1. Study Tokenomics: Before investing, carefully analyze the project's inflation rate and token distribution plan. Focus on projects with slower supply growth or lower inflation rates.

2. Invest wisely in a diversified manner: Prioritize projects with limited total supply or clearly defined inflation caps, such as Bitcoin (BTC).

3. Assessing real returns: When calculating investment returns, consider inflation factors and adjust expectations for returns.

Inflation is not merely a macroeconomic term; it is actually the 'silent killer of returns' in the cryptocurrency market. Understanding and effectively responding to the impact of inflation will be one of the keys for investors to succeed in a bull market.

TikTok vs. CoinMarketCap

If you are reading this article, you are likely a seasoned investor who has experienced both bull and bear markets. You may have researched various new protocols, participated in airdrop mining, and explored many emerging investment narratives. In contrast, ordinary retail investors who have just entered the market due to favorable election news or the Bitcoin price nearing $100,000 have a completely different background and mindset from us.

To truly understand the behavior of these retail investors, think back to the time when you first encountered cryptocurrency.
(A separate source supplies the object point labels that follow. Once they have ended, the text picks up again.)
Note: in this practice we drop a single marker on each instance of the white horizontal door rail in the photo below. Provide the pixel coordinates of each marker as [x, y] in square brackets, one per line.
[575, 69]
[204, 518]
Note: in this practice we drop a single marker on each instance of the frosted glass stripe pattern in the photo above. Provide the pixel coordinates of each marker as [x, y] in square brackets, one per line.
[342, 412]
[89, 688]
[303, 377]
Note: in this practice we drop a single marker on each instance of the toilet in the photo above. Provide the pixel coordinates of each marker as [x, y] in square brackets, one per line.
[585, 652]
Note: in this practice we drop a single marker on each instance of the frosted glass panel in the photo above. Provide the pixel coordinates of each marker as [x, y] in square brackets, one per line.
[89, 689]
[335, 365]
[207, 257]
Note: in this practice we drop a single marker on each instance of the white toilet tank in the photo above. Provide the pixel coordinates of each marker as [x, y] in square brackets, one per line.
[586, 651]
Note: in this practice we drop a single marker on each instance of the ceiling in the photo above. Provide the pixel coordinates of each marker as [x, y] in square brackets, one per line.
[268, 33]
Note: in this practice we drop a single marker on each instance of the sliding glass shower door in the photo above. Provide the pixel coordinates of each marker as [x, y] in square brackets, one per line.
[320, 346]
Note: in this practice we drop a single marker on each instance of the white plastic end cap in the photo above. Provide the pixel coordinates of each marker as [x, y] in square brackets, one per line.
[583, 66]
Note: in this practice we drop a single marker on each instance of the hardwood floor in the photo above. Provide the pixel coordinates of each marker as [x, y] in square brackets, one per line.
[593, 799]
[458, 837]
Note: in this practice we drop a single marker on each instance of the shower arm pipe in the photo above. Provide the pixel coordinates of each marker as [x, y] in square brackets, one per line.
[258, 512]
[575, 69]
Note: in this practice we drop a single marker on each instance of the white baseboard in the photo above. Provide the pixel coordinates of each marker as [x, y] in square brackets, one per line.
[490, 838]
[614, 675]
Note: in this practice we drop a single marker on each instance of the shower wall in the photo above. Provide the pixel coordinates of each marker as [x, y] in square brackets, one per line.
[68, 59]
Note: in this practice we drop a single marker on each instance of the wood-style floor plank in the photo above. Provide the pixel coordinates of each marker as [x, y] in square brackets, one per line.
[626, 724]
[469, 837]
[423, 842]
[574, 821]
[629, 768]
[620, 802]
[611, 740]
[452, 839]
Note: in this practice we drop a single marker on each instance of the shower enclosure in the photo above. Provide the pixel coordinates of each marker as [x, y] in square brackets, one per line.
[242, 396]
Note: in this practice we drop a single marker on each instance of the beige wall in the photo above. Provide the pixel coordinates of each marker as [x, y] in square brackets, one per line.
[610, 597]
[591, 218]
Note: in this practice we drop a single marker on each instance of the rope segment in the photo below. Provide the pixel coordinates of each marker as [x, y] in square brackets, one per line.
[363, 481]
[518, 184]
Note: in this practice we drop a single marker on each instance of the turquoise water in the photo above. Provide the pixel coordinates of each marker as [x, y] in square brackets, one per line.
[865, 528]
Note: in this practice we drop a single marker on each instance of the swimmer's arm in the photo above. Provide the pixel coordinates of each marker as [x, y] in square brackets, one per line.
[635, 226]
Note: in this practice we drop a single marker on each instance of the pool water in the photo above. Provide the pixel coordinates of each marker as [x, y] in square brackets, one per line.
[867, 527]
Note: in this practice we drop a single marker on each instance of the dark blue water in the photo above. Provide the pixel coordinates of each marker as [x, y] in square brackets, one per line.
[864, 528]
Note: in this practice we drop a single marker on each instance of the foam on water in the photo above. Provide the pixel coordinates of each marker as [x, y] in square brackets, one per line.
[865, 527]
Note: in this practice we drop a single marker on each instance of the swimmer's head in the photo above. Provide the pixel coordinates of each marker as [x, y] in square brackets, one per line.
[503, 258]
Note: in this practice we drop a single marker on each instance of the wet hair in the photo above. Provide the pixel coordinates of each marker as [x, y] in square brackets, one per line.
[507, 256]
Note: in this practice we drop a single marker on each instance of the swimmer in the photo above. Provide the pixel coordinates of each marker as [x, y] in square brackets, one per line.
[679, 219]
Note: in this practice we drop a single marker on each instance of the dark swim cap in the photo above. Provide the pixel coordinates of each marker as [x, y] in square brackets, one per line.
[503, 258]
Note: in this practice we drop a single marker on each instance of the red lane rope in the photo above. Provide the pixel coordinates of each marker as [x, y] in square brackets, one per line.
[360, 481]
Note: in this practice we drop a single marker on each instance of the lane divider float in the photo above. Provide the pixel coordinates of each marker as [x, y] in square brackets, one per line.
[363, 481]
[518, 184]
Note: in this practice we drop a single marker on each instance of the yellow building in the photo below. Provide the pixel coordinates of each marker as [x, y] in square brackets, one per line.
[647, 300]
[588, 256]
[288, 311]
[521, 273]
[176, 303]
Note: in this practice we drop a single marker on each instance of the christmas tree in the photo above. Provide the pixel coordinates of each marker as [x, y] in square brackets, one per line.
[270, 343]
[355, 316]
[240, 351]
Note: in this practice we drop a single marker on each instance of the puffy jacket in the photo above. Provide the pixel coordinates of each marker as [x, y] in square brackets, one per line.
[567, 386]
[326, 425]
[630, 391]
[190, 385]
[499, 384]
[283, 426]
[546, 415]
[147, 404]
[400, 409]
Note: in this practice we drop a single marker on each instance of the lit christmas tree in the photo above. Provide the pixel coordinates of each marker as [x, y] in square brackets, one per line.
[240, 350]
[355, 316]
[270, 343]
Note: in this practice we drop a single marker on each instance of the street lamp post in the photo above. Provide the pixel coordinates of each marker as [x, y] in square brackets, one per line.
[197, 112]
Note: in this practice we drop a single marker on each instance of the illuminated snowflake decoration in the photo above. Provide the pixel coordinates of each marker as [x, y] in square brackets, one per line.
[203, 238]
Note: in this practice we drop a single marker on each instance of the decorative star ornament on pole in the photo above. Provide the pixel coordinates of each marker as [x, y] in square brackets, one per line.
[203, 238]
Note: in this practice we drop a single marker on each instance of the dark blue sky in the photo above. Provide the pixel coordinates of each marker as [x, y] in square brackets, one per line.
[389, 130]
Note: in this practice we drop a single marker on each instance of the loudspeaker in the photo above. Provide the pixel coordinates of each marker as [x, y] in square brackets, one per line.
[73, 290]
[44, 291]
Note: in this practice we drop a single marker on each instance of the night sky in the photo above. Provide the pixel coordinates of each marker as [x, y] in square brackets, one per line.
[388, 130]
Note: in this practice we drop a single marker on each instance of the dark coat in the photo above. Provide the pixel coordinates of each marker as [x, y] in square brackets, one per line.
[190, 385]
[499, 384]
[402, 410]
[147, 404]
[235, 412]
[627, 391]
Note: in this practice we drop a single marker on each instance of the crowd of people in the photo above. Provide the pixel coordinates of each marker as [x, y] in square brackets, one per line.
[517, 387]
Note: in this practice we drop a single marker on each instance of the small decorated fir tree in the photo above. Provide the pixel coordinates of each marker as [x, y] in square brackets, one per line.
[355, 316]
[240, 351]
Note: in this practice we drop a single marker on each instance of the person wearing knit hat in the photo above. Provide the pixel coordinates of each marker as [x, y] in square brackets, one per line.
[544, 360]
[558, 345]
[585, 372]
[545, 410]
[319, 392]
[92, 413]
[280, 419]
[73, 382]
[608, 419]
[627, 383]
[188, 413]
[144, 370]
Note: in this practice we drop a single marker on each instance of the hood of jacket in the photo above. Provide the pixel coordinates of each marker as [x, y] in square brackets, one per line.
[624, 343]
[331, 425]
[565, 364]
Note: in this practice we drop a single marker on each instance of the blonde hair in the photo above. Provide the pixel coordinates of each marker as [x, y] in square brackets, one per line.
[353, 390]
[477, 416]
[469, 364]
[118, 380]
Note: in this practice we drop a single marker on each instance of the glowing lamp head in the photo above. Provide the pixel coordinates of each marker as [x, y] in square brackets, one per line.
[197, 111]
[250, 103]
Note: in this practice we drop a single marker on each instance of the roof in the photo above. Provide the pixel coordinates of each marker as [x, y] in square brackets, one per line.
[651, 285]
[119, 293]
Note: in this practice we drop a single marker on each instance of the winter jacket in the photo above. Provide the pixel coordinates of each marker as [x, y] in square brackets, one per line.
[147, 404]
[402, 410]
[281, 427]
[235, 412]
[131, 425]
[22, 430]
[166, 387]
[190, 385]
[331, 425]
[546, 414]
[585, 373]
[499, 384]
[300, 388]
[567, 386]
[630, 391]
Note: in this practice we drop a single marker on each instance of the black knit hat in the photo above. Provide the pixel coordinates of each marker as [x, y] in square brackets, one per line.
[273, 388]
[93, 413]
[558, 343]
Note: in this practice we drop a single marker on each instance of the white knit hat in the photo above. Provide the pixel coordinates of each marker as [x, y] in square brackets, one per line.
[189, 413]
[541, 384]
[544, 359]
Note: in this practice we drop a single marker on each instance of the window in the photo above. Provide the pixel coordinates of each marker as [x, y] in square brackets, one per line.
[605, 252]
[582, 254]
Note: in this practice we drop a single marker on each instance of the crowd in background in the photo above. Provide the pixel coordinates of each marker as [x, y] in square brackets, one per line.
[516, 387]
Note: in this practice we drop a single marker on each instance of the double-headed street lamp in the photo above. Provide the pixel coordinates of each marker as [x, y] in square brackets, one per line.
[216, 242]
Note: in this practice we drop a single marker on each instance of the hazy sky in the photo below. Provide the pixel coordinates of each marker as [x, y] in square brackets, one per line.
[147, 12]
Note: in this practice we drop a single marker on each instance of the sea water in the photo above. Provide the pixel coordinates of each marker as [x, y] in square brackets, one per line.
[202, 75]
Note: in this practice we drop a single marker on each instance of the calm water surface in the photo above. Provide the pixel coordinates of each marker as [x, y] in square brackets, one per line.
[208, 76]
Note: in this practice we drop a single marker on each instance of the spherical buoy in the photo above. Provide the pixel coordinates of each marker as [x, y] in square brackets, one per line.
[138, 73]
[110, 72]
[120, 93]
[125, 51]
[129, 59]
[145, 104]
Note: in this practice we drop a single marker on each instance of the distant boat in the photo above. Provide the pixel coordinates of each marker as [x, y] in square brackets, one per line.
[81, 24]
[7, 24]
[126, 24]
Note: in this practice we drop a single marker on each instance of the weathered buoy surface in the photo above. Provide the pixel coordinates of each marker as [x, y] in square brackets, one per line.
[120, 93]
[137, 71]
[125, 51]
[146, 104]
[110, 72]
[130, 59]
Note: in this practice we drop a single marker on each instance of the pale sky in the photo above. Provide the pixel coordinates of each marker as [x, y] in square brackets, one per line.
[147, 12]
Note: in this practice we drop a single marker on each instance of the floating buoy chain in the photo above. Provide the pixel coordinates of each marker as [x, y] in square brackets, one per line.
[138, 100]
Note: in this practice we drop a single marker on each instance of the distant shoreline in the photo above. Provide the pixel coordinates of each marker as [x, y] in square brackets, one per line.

At that time, you may have only had an account with a centralized exchange (CEX) filled with token codes you were completely unfamiliar with.

I believe that the newly entering retail investors can be roughly divided into the following three categories:

· Z Generation (Gen Z): This generation may purchase Memecoins (which are often entertaining and highly volatile tokens) due to the popularity of TikTok.

· X Generation (Gen X): This generation may already have some experience in cryptocurrency investments from previous bull markets.

· Y Generation (Gen Y): Recently attracted to the market due to stock trading being open to retail investors, they may develop an interest in the cryptocurrency market.

Recently, I conducted an in-depth study of the investment mindset of Generation Z. Compared to other generations, they have significant differences in risk attitudes and behavior patterns. The following description may be more applicable to the average Generation Z investor. If you are a Generation Z reader and feel that this content does not apply to you, you may be one of the few exceptions.

For Generation Z, taking risks and suffering losses is often undesirable. They are more inclined to participate in low-risk activities, such as earning yields by completing Galxe tasks, playing Hamster Kombat games, or participating in airdrop mining. The biggest investment in these activities is time, rather than money, making them more appealing.

However, trading is a completely different domain. When Generation Z encounters the bull market through TikTok, they may initially find it an exciting adventure. But as losses due to market fluctuations occur, they are likely to quickly feel the harsh reality.

In contrast, the situation for Generation Y is different. If they develop an interest in cryptocurrency, it is likely because they have already accumulated some trading experience in the stock market and have a clearer understanding of investment risks. Therefore, they are less likely to be attracted to high-risk Memecoins.

Generation Y is more inclined to open CoinMarketCap, check the token list, analyze market charts, and make decisions based on data. In addition, they generally have more disposable income than Generation Z, making their investment target selection more rational and cautious.

Conclusion

The above are some of my views on the behavior of retail investors in the current market, which are generally consistent with recent market performance. Of course, this does not mean that my analysis is 100% correct, nor does it represent the only explanation.